As we spend more time online, it's become clear that there are some serious issues we need to deal with. Things like cyberbullying, harassment, and hate speech are all too common on social media platforms. Most of the previous research in this space is predominantly focused on isolated aspects of online risk detection and often lacks a complete view of the problem. For example for online risk detection systems, it is crucial to ensure that the models and systems developed can effectively address real-world challenges, as online spaces are continuously evolving. There is a need to collect datasets that mirror the complexity and diversity of the online environment, encompassing various platforms, including their multimodal nature, subtle nuances, contextual information, and evolving trends. In light of these changing dynamics, my research takes a comprehensive approach to detecting and reducing abusive behavior online.
In my research I put particular emphasis on the need to collect ecologically valid datasets for accurate predictions in real-world scenarios. For example, my studies on youth risks on Instagram published at CHI'22 and sexual risk detection (CSCW'23) highlight the importance of including victims' genuine experiences. I integrate annotations provided by the youth themselves, allowing their lived experiences to shape the dataset. Additionally, I explore both the public and private aspects of youth's online lives. This emphasis on authentic data collection contributes to reliable risk detection solutions.
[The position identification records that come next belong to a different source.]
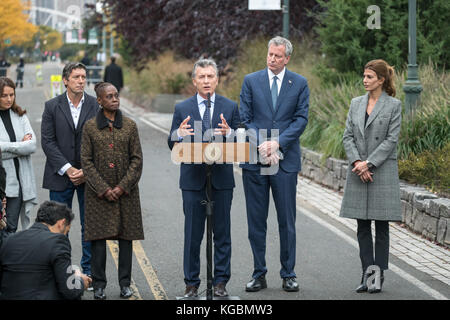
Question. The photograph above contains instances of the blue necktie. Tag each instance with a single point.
(206, 117)
(274, 91)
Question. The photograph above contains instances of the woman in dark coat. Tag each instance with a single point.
(111, 158)
(372, 190)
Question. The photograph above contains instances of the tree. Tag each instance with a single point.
(348, 42)
(14, 27)
(199, 27)
(51, 40)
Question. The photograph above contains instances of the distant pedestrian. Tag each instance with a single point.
(20, 70)
(4, 65)
(111, 156)
(17, 143)
(113, 74)
(95, 72)
(372, 189)
(35, 264)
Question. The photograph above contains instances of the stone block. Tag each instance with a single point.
(408, 192)
(327, 178)
(447, 235)
(406, 212)
(430, 225)
(338, 163)
(422, 195)
(422, 205)
(336, 185)
(440, 207)
(417, 220)
(329, 163)
(443, 227)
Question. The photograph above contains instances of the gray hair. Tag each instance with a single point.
(68, 68)
(280, 41)
(203, 63)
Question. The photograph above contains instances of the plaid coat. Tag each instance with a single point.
(112, 157)
(376, 142)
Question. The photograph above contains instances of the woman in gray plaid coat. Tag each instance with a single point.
(372, 189)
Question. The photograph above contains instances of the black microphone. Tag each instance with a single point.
(208, 105)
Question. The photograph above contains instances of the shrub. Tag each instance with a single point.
(349, 44)
(165, 74)
(431, 168)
Previous studies have predominantly focused on analyzing textual content using techniques like natural language processing (NLP). However, my research published in CSCW'23 reveals a notable shift toward the prominent use of images and videos, particularly among younger users. Secondly, contextual features, as well as human-centered features, can be used to make risk detection more tailored and effective. This is important because of the growing adoption of end-to-end encryption (E2EE) on platforms like Meta, which makes linguistic and semantic features alone insufficient for E2EE scenarios. As such, my research explores the multi-modal nature of online conversations to detect risks by harnessing meta-level data inferred from conversational patterns.
My research aims to shift the paradigm of automated risk moderation from reactive, one-size-fits-all measures to proactive, content-aware solutions. In this study, we recognized a significant gap in the existing literature on hate speech detection, particularly the ineffectiveness of current systems that heavily rely on outdated lexicons, therefore I use word embeddings and a hybrid approach (lexicon-based + unsupervised learning) to perform adaptive risk detection.
Attackers coordinate on a platform and carry out attacks on another one. However, most research in this space has looked at risky behavior in a siloed fashion, evaluating the effect that these actions have on the platforms the accounts were banned from. Users are obviously not bound to a single platform but can migrate to other online services where moderation is possibly laxer. In fact, my research published at WebSci'21 shows that once hateful users get banned from Twitter, they often move to Gab, an alternative social network with an open lack of moderation marketed as protection of "free speech". This has important implications for risk detection systems being used to ban users and the repercussions of active moderation.